President Joe Biden on Monday sent words of encouragement to Apple Store employees who have just formed the company’s first retail union.
“I’m proud of them,” the president said, according to the White House pool report. “Workers have the right to determine under what conditions they will work or not. And I think the thing that everyone misunderstands about unions is that they tend to be, especially in the trades, the best workers in the world.
The International Association of Machinists and Aerospace Workers easily won an election at the company’s Towson Center store outside Baltimore last week, where workers voted 65 to 33 in favor of the joining the union, according to a vote tally held Saturday by the National Labor Relations Board. Apple has one week to file any challenges to the election.
The election results at Apple follow similar groundbreaking victories for the labor movement at Starbucks, Amazon and REI in recent months. The high-profile string of victories has union leaders and supporters hoping for a turnaround, with union membership now at a low of only 6.1% in the private sector.

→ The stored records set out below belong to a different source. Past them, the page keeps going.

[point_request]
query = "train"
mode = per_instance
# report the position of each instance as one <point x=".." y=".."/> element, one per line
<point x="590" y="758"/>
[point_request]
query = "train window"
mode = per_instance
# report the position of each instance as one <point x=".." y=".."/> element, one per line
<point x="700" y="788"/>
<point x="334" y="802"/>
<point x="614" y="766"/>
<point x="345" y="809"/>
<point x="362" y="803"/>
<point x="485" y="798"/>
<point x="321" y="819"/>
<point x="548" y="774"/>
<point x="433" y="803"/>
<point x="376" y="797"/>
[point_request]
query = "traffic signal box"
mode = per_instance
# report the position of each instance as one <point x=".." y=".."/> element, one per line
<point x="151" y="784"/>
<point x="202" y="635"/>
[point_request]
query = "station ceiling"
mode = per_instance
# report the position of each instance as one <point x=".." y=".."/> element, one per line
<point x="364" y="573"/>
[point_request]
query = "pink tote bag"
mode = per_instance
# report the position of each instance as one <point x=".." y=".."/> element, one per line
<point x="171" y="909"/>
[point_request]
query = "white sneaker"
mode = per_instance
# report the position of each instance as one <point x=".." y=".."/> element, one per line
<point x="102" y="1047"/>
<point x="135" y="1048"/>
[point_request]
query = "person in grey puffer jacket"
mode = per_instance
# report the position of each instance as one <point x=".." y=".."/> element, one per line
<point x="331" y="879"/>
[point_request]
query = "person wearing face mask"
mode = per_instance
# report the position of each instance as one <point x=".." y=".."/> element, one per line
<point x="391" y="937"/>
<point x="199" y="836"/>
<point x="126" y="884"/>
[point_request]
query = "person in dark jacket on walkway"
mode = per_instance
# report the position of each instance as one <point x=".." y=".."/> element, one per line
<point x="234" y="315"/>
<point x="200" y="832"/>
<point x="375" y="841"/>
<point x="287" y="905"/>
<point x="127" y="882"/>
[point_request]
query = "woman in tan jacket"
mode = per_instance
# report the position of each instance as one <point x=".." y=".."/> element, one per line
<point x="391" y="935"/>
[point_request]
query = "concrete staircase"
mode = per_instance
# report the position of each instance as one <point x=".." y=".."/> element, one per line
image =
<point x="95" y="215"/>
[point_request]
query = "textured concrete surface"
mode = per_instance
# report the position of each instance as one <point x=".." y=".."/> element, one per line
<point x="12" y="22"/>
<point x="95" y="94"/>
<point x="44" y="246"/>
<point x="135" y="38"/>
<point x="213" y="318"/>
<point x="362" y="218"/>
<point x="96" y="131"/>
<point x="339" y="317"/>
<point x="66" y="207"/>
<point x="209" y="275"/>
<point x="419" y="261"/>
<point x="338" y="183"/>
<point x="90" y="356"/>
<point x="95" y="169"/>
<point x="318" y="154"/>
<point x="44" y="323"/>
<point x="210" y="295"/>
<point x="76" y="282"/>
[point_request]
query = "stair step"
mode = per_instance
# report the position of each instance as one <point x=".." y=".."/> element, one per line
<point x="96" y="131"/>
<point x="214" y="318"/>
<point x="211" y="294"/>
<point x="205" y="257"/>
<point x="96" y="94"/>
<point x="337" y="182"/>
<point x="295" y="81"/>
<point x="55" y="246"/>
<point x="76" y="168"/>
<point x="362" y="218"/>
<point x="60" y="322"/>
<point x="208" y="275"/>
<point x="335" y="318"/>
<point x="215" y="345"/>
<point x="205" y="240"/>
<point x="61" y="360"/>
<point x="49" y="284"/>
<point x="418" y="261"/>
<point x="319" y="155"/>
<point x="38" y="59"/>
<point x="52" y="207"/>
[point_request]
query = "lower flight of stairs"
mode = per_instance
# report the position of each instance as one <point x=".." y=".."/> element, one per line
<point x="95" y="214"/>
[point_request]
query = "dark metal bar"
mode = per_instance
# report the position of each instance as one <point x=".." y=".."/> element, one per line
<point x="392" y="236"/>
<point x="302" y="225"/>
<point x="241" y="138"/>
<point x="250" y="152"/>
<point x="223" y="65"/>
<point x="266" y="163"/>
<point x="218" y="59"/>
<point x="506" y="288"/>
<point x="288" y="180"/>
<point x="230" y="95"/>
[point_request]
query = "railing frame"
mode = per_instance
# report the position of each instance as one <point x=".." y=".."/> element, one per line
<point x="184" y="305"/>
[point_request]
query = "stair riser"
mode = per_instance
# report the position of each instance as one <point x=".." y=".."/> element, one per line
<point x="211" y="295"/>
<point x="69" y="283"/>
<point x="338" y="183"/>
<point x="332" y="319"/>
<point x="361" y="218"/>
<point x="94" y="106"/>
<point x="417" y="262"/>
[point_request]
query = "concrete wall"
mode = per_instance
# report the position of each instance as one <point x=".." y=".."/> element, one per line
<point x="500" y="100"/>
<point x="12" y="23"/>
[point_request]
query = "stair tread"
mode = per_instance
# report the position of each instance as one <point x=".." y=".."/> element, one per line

Biden has used the bully pulpit to promote unionism, and in a speech last week at the AFL-CIO Federation of Labor convention, Biden reaffirmed his vow to be “the most pro-union president” in the world. all the time. “I promised you that I would be, and I pledge to you that as long as I have this job, I will stay that way,” he said.
Biden has indeed shown a level of public union support that few, if any, of his predecessors have. In a speech last year, he lambasted companies that try to interfere in union elections, just as Amazon held meetings with a captive audience to dissuade workers from unionizing. And after workers won a union election at a New York warehouse earlier this year, Biden said, “Amazon, here we come.”
“Workers have the right to determine under what conditions they will work or not.”
-Joe Biden
In the case of Apple, organizing drives are already brewing at other outlets in New York and Atlanta, and the decisive vote in Maryland could encourage workers in other places to ask the labor council to hold votes.
Towson store workers sent a letter to Apple CEO Tim Cook last month saying they had “come together as a union out of a deep love for our role as workers in the within the company and for the sake of the company itself”. Apple opposed the organizing effort and store managers had encouraged workers to vote against the union.